The suit cites an e-mail sent by Stefaniak to Kong in May 2010
that begins: “My company partners with approximately 5,000
veterinarians across the country. It’s these veterinary
relationships that enable us to be the largest distributor of
Frontline branded products in the U.S.”
The message goes on to say that Stefaniak is considering
including Kong toys in a quarterly “thank you” package to its
veterinarian partners.
Kong responded by selling to WTF 20,736 large Classic Kongs at
the discounted price of $2.40 each, along with an equal number
of large liver snacks to be inserted into the chew toys at the
price of $1.75 each, according to the suit. (The retail price of
a large Classic Kong is $12.99.) A few weeks after it shipped
the order to Florida, the suit states, Kong discovered the
products had been sold to Costco and appeared in stores in
California and Texas.
“Kong products are distributed throughout the United States
primarily at specialty pet stores such as PetSmart and Petco.

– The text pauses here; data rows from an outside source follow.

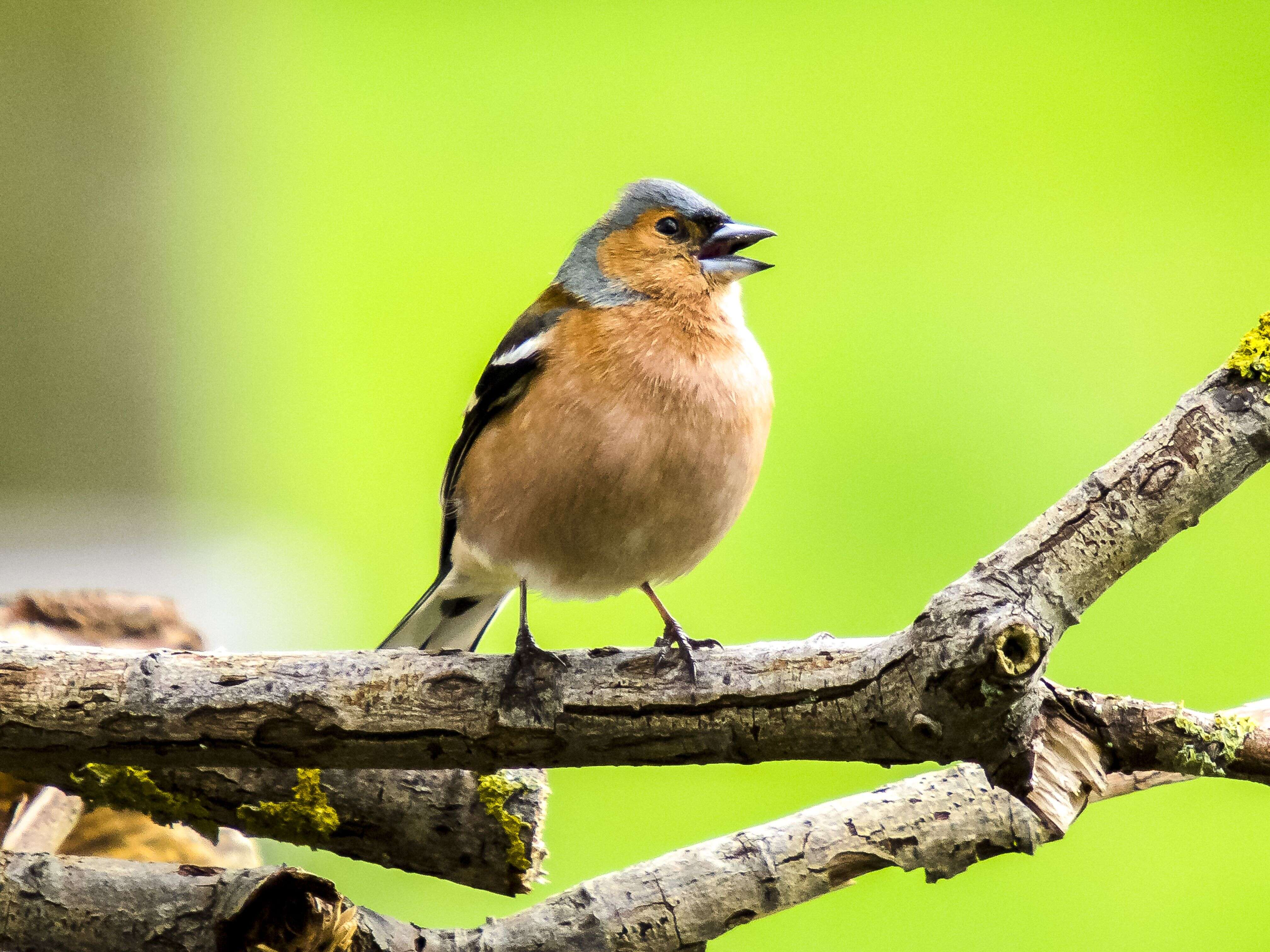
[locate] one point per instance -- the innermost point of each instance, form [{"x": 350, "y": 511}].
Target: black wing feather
[{"x": 497, "y": 390}]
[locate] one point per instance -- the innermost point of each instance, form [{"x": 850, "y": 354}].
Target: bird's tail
[{"x": 449, "y": 616}]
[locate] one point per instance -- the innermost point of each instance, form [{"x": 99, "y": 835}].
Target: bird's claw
[
  {"x": 675, "y": 644},
  {"x": 529, "y": 660}
]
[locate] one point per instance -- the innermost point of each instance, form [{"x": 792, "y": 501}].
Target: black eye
[{"x": 668, "y": 226}]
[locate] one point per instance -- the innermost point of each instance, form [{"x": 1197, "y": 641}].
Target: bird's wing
[{"x": 503, "y": 381}]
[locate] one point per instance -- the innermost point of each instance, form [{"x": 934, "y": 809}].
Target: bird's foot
[
  {"x": 531, "y": 667},
  {"x": 673, "y": 638}
]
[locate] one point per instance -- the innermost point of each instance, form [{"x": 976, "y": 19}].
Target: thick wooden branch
[
  {"x": 941, "y": 822},
  {"x": 478, "y": 830},
  {"x": 483, "y": 832},
  {"x": 963, "y": 682}
]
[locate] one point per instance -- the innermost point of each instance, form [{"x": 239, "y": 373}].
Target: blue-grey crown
[{"x": 581, "y": 275}]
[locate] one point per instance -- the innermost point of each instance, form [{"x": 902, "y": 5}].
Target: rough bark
[
  {"x": 443, "y": 823},
  {"x": 940, "y": 822},
  {"x": 963, "y": 682},
  {"x": 481, "y": 832}
]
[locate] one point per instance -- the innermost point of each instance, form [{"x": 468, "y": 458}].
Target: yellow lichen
[
  {"x": 308, "y": 818},
  {"x": 1223, "y": 742},
  {"x": 133, "y": 789},
  {"x": 495, "y": 790},
  {"x": 1253, "y": 357}
]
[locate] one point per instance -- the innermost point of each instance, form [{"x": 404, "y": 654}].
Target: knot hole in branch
[{"x": 1018, "y": 650}]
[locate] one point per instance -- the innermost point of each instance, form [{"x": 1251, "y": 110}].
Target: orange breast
[{"x": 629, "y": 456}]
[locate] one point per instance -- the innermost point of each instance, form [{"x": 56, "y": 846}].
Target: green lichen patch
[
  {"x": 495, "y": 790},
  {"x": 1253, "y": 357},
  {"x": 308, "y": 818},
  {"x": 1221, "y": 744},
  {"x": 133, "y": 789}
]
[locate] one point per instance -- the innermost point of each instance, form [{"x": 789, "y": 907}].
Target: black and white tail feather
[
  {"x": 455, "y": 612},
  {"x": 446, "y": 619}
]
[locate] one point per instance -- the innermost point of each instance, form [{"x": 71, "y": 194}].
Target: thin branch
[{"x": 479, "y": 832}]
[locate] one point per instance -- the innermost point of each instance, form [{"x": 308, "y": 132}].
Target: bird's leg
[
  {"x": 675, "y": 635},
  {"x": 528, "y": 662}
]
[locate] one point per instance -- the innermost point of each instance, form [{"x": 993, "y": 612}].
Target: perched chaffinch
[{"x": 616, "y": 432}]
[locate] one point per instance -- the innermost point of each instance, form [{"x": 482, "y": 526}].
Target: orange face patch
[{"x": 652, "y": 263}]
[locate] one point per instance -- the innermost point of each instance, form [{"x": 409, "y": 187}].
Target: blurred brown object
[
  {"x": 102, "y": 620},
  {"x": 94, "y": 617}
]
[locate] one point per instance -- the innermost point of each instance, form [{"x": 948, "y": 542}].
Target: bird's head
[{"x": 661, "y": 239}]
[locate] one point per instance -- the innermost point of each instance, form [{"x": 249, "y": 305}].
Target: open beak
[{"x": 719, "y": 253}]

Kong does not distribute its products through ‘warehouse’ stores
such as Costco,” the suit states.
The case was dismissed without prejudice in January over
jurisdiction: The suit was filed in U.S. District Court in the
Central District of California, but the defendants had shipped
the products to Idaho. Asked whether Kong would re-file the suit
in Idaho, a company spokeswoman said Kong regards the case as
closed and had no further comment.
Meanwhile, veterinarians who believe they are victims of theft
by WTF are posting about WTF, True Lines Distributing, Stefaniak,
Carpenter and other company officials on Internet sites such as
ripoffreport.com and merchantcircle.com with warnings to avoid
doing business with these parties.
Dr. Paul Pion, president and co-founder of VIN, said the
difficulties veterinary colleagues report with WTF illustrate
some of the risks of diverting. When some members of VIN
objected to the use of their professional forum as a means for
diverters to contact each other, Pion explained in a post that
he hoped open discussion of the issue “might deter other
colleagues considering making the same poor choice.”